Cycle électoral 2013 -2016 : Malumalu en campagne pour la révision de l’article 197

malu-malu-chasseAprès de critiques sévères formulées contre lui par une frange de la classe politique, surtout de l’opposition, qui vient de lancer une pétition pour obtenir sa déchéance, le président de la Commission Electorale Nationale Indépendante, l’Abbé Apollinaire Malumalu, est finalement sorti du bois.

Il a profité de l’échange citoyen entre la CENI et le forum des jeunes le samedi 22 février à la « Maison des Elections », située au bâtiment de l’ex-Kin Mazière, dans la commune de la Gombe, pour contre-attaquer.

Dans son intervention, l’abbé Malumalu a confirmé les deux  hypothèses contenues dans sa feuille de route pour le cycle électoral 2013 – 2016, qu’il avait présentée le jeudi 30 janvier à l’Assemblée Nationale.

Dans la première hypothèse, il propose l’organisation des élections provinciales et sénatoriales au suffrage universel indirect. Il a souligné que les conseillers communaux qui sortiraient des élections municipales et locales auraient les prérogatives de désigner au second degré les bourgmestres et les députés provinciaux.

            L’abbé Malumalu a fait remarquer que ce mode de scrutin aurait pour conséquence la révision de l’article 197 de la Constitution, qui prévoit l’élection de députés provinciaux au suffrage universel direct.

            On rappelle que lors du débat sur sa feuille de route à la chambre basse du Parlement,  le président de la CENI n’avait pas fait allusion à l’impératif de réviser l’article 197 pour organiser les élections provinciales au suffrage universel indirect. Aussi avait-il été pris à partie par le député de la Majorité présidentielle Christophe Lutundula, qui lui avait fait savoir qu’il existait une disposition constitutionnelle  contraignante fixant le mode d’élections des députés provinciaux.

            Revenant à la charge devant les jeunes, le prêtre catholique a précisé que la révision de l’article 197 ne violerait en rien la Constitution, d’autant plus que cette disposition constitutionnelle n’était pas verrouillée comme l’article 220 relatif au mandat présidentiel.

            Dans son argumentaire, il a fait mention de la France sous la présidence de Chirac, qui avait fait réviser la Constitution  pour passer du septennat au quinquennat.

            L’abbé Malumalu a martelé que les élections municipales et locales devraient obligatoirement avoir lieu pour permettre à la population de choisir ses dirigeants à la base, étant donné que dans le budget 2014, le gouvernement a déjà dégagé une enveloppe pour ce type de scrutins..

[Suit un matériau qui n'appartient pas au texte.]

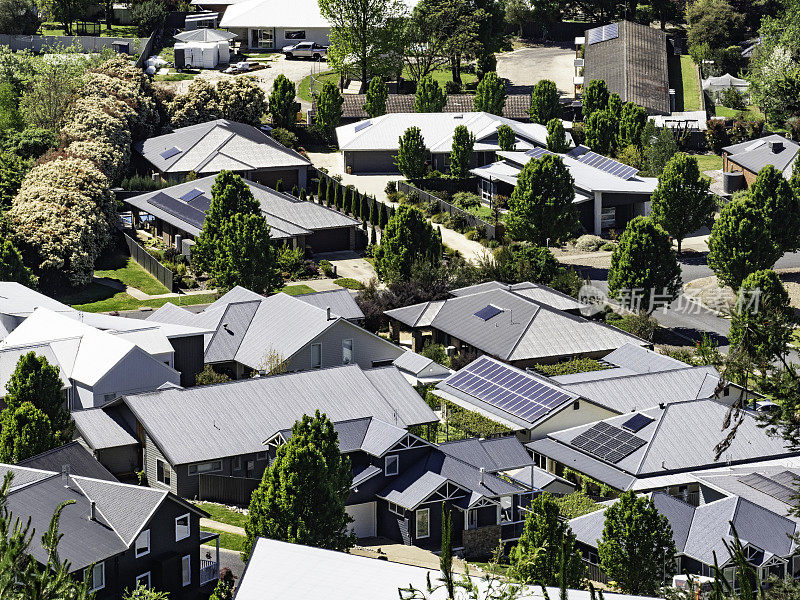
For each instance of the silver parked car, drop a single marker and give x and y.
(306, 50)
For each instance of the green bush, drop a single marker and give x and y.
(349, 283)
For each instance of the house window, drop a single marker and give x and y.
(206, 467)
(347, 352)
(143, 543)
(143, 580)
(162, 472)
(391, 464)
(423, 522)
(316, 356)
(186, 570)
(95, 577)
(182, 528)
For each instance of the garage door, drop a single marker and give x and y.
(372, 162)
(364, 519)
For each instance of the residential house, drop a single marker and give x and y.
(297, 572)
(96, 366)
(608, 193)
(370, 146)
(179, 346)
(509, 326)
(177, 213)
(633, 61)
(248, 328)
(659, 448)
(115, 536)
(71, 457)
(214, 146)
(748, 158)
(702, 532)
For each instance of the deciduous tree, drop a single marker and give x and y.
(461, 153)
(740, 243)
(681, 202)
(540, 208)
(301, 498)
(411, 154)
(637, 550)
(644, 271)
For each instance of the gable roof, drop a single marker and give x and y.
(383, 133)
(634, 65)
(286, 215)
(217, 145)
(774, 149)
(72, 454)
(122, 511)
(240, 415)
(522, 330)
(680, 437)
(699, 531)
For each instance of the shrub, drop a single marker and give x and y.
(589, 243)
(285, 137)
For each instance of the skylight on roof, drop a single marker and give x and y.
(488, 312)
(191, 195)
(170, 152)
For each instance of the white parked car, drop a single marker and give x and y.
(306, 50)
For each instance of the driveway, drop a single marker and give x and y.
(524, 67)
(374, 185)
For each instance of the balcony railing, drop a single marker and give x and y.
(209, 570)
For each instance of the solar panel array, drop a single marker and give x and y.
(608, 442)
(170, 153)
(777, 489)
(637, 422)
(516, 393)
(488, 312)
(608, 165)
(602, 34)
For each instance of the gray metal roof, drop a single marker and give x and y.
(239, 415)
(634, 65)
(217, 145)
(80, 462)
(757, 154)
(524, 330)
(493, 454)
(286, 215)
(341, 303)
(100, 430)
(624, 392)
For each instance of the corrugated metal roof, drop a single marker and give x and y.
(341, 303)
(264, 406)
(215, 145)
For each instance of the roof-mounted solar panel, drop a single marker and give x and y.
(169, 153)
(191, 195)
(637, 422)
(488, 312)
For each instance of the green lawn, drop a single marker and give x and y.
(304, 88)
(115, 31)
(708, 162)
(297, 290)
(124, 269)
(229, 541)
(223, 514)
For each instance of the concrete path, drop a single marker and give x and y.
(221, 526)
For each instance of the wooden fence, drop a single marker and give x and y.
(470, 219)
(226, 489)
(149, 262)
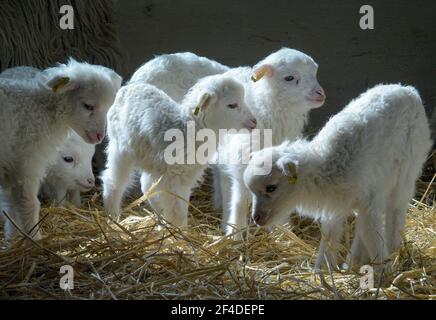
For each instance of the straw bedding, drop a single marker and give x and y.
(143, 258)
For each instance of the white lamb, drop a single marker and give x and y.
(35, 117)
(366, 159)
(137, 126)
(285, 90)
(176, 73)
(71, 173)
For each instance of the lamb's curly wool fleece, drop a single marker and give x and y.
(139, 122)
(367, 158)
(275, 103)
(34, 120)
(176, 73)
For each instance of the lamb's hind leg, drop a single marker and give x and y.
(24, 209)
(396, 215)
(226, 191)
(331, 235)
(115, 180)
(358, 255)
(239, 210)
(372, 230)
(172, 200)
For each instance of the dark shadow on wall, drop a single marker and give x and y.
(400, 49)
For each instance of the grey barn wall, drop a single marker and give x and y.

Pour le précité, l’élection au suffrage universel indirect ne pose aucun problème  de légitimité.

            «Le président sud-africain Jacob Zuma, élu au second degré, n’est pas moins légitime que le Congolais Joseph Kabila, choisi au suffrage universel direct », a-t-il fait remarquer, avant de démontrer que sa première hypothèse a l’avantage de boucler le cycle électoral en décembre 2016 et de régler les arriérés électoraux de 2011, notamment les élections des gouverneurs, sénateurs et députés provinciaux.

Abordant la deuxième hypothèse qui consiste à organiser les élections au suffrage universel direct, le Président de la CENI a fait savoir que dans cette éventualité, les élections des députés provinciaux, sénateurs et gouverneurs ne pourraient techniquement avoir lieu qu’en 2017.

            De ce fait, les députés provinciaux, sénateurs et gouverneurs actuellement en fonctions joueront les prolongations jusqu’à atteindre dix ans de mandat, sans l’aval du souverain primaire.

            Dans les deux possibilités, à savoir les élections au suffrage universel direct ou indirect pour les députés provinciaux, le patron de la CENI a assuré que les élections législatives et présidentielle se tiendront dans le délai constitutionnel, en décembre 2016.

ERIC WEMBA  

One Comment

  1. Mayiba C. Kalala says:

    La solution logique et realiste consiste a demissionner tous ceux qui prolongent leur mandats illegalement, et de confier la gestion de la chose publique aux autorites administratives des provinces. Il s’agit des secretaires generaux et/ou directeurs generaux secondes par leurs collaborateurs. Apres tout ce sont eux qui maitrisent et ont l’expertise des dossiers -qu’on le veuille ou non-. La verite est limpide comme l’eau de source.
    Arretons de maquiller la verite parce que nous voulons tout a notre avantage et pas a celui du peuple qui est le depositaire de la verite democratique.